Don’t Worry, There’s Hope!
The first step to conquering the Matrix of your own making is to recognize biases in your own reasoning. Most biases are incredibly difficult to introspect, so find a close peer who can help you identify them. With practice, introspection gets easier.
“Once you stop learning, you start dying.” —Albert Einstein
Cognitive biases are a humorous reminder that no one is perfect. But if you practice being a perpetual learner, perfection will cease to be a prerequisite for success! Along the way, you’ll get to enjoy the humor of our imperfect nature.
Lead image by Jakub Gorajek via Unsplash.
Thanks... I needed that... :)
Me too :) I felt like I was preaching at myself the whole time.
Finally created an account on here just to voice my appreciation for this article.
That's so encouraging to hear, Brendan! Welcome (officially) to Fstoppers 🎉
Thanks for the wonderful and enlightening article, Jonathan. It was a real eye-opener for me.
This is exactly the type of thoughtful, insightful, and well-written content that Fstoppers needs more of.

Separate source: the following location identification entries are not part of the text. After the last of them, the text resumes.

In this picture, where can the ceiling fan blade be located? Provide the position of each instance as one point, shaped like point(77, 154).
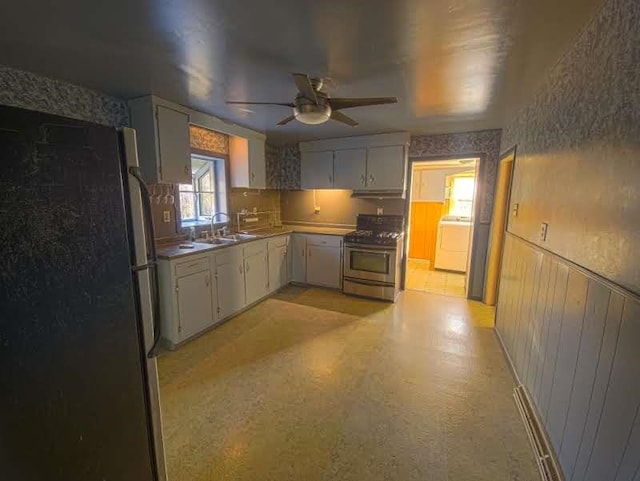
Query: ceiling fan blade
point(287, 120)
point(340, 117)
point(337, 103)
point(261, 103)
point(303, 82)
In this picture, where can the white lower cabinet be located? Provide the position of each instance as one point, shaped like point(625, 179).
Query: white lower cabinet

I'm looking forward to your next one.
Graham, that is fantastically encouraging, thanks for taking the time to comment! So glad it was helpful—definitely more to come.
Thanks.
Great article! So fun to see these cognitive biases used in a photographic perspective! :)
Must have taken a massive amount of time to write and research!
Thanks Mads! (or Mads Peter? 😄). Hah, less time/research than you'd think since I have firsthand experience from committing most of these! But I didn't realize how it affected my photography until some more recent trips — it was easier to recognize Sunk Cost in terms of "stuff" that I held on to when I was becoming a digital nomad, harder to see in photography.